Moreover, there is little coordination between federal, state, and local governments and agencies, as well as private businesses and industry groups, when it comes to preparing for and mitigating before a storm or other disaster.
Rather than continuing on this course, the federal government must begin overhauling current disaster policies.
This report identifies several reforms that could move the policy framework in a more sustainable direction.
Encourage Planning and Mitigation:
- Shift some federal resources to pre-disaster preparation to help communities plan for and mitigate risk.
- Provide disaster assistance on a sliding scale to incentivize communities to ramp up pre-disaster preparation, particularly through the use of natural infrastructure and smarter safer building.
- Ensure disaster spending is linked to concrete results, smarter safer building, and the mitigation of long term risks.
- Encourage the use of natural infrastructure such as marshes and dunes wherever possible to absorb storm surges and riverine flooding, and lessen the impact of waves.
- Explore the use of public-private finance options to pay for disaster mitigation.
- Ensure FEMA’s limited hazard mitigation funds are being spent on mitigation efforts that truly reduce disaster losses rather than expensive floodwalls, levees, and other so-called “grey infrastructure” that is within the purview of other agencies with larger budgets.
Fortify Infrastructure:
- Protect federal infrastructure with the development and enforcement of smarter and safer mitigation standards, including adoption of recently updated federal flood risk management standards.
- Require communities that access pre- and post disaster funds to have plans in place to rebuild or repair public infrastructure in smarter safer ways.

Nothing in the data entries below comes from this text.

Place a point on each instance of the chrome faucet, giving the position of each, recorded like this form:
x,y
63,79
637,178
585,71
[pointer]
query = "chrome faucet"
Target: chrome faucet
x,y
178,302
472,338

- Explore the use of private-sector financial tools such as insurance and catastrophe bonds to shield publicly owned infrastructure from catastrophic, taxpayer-funded liabilities in case of disaster.
Reform Flood Insurance:
- Phase in National Flood Insurance Program premiums to risk based rates and ensure flood maps are accurate and informed by the best available science.
- Provide subsidies only for those who truly cannot afford risk-based rates through a means tested, time-limited and transparent system outside of the rate structure.
- Encourage mitigation by expanding the Community Rating System and increasing the number of enrolled communities.
- Ensure that private sector insurance can compete to cover a greater share of risks in disaster-prone communities.
Ensure Equity:
- Mitigate the cost of flood insurance rate hikes with targeted, means-tested, temporary, and paid-for assistance that is outside the rate structure.
- Ensure low-income communities and households are able to fully participate in federal mitigation efforts and implement a clear plan to help lower-income communities bear the cost of planning, preparedness, and mitigation and make sure disaster relief flows to areas of greatest need.
Improve Coordination:
- Establish a central, high-level federal office to better coordinate emergency response and preparedness.
- Set clear roles for federal government, state and local governments, community organizations, and individuals when it comes to disaster activities ranging from planning to mitigation, response and recovery.
- Better bridge silos among advocates working in water quality, climate change, and floodplain management.
This report lays out a roadmap to a more rational approach to federal disaster policies that will save taxpayer dollars, protect the environment, and better prepare all Americans for the risks they face. With all signs pointing to a more dangerous, disaster-prone future, it is vital that the federal government starts preparing for these changes immediately.